I don’t play fantasy baseball. My dad and two of his friends play Big Show Baseball, which is run by a former member of the Los Angeles Angels’ front office, and is essentially fantasy baseball on steroids. There are a lot of spreadsheets involved, a lot of discussions about linear weights, contracts, arbitration, and non-roster invites, and 6-hour drafts via conference call. I’m not officially involved with the team, but I am somewhat unofficially the Yankee scout. Meaning I attempt to answer any questions the three of them have about Yankee players or prospects (though not knowing the answer has happened more times than I’m willing to admit). The other day, after realizing their team possessed little depth in the outfield, they had a Yankee question:

“What about Chris Dickerson?”

Back in February, Dickerson, who was out of minor league options, was placed on waivers by the Yankees to make room on the 40-man. Most were convinced he’d be claimed by another team, but he managed to clear waivers. Which means he’s heading to Triple-A once spring training ends and will be stashed away in the minor leagues as a nice insurance policy for the Yankees.

Dickerson was an extra outfielder for the Yankees, a late-inning defensive replacement, and an occasional pinch-runner/hitter. He was useful enough, and I figured a handful of teams would be interested. A few teams off the top of my head that are short on depth in the outfield and could benefit from having Dickerson on their team: the Houston Astros, New York Mets, or Washington Nationals.

Dickerson obviously has his flaws. He isn’t a great baseball player. He’s not even a very good player. He doesn’t hit lefties, he owns a career strikeout rate of 26.1% (though he has a career walk rate of 11%), and a career .133 ISO indicates power isn’t his game. But he’s athletic, and has an upside many teams could get plenty use out of.
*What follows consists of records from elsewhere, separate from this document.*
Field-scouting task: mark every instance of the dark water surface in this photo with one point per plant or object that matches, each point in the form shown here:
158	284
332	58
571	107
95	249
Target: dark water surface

He’s only amassed 582 plate appearances in four major league seasons — split between the Cincinnati Reds, Milwaukee Brewers and Yankees — but he’s a lefty who has hit right-handers well in his career, can play all three outfield positions, and brings some defense and decent speed to the table. He’s exactly what teams should want in a fourth outfielder – though he could probably be starting for a team like the Astros. Um, for the record, I could probably be starting for a team like the Astros.

His career line against right-handers over four seasons is .270/.355/.415 with a .341 wOBA. He offers respectable speed, and has been pretty successful at stealing bases in both the majors and minors. Over limited playing time in four major league seasons, Dickerson has stolen 24 bases in 30 attempts (an 80% success rate). In the minors, he stole 161 bases in 208 attempts (a success rate of 77%).

So, what about Chris Dickerson? I think he’s a great role player to have on a team, particularly if you’re looking for outfield depth. Unfortunately for Dickerson, he hasn’t gotten many opportunities to be a full-time player or even a platoon, in part due to injuries. The Yankees simply have no room for him on the roster, but I’m of the opinion that he deserves more of a shot to flourish in the majors, and it still remains surprising that he managed to clear waivers.

Take a quick glance at the Astros depth chart and tell me I’m wrong.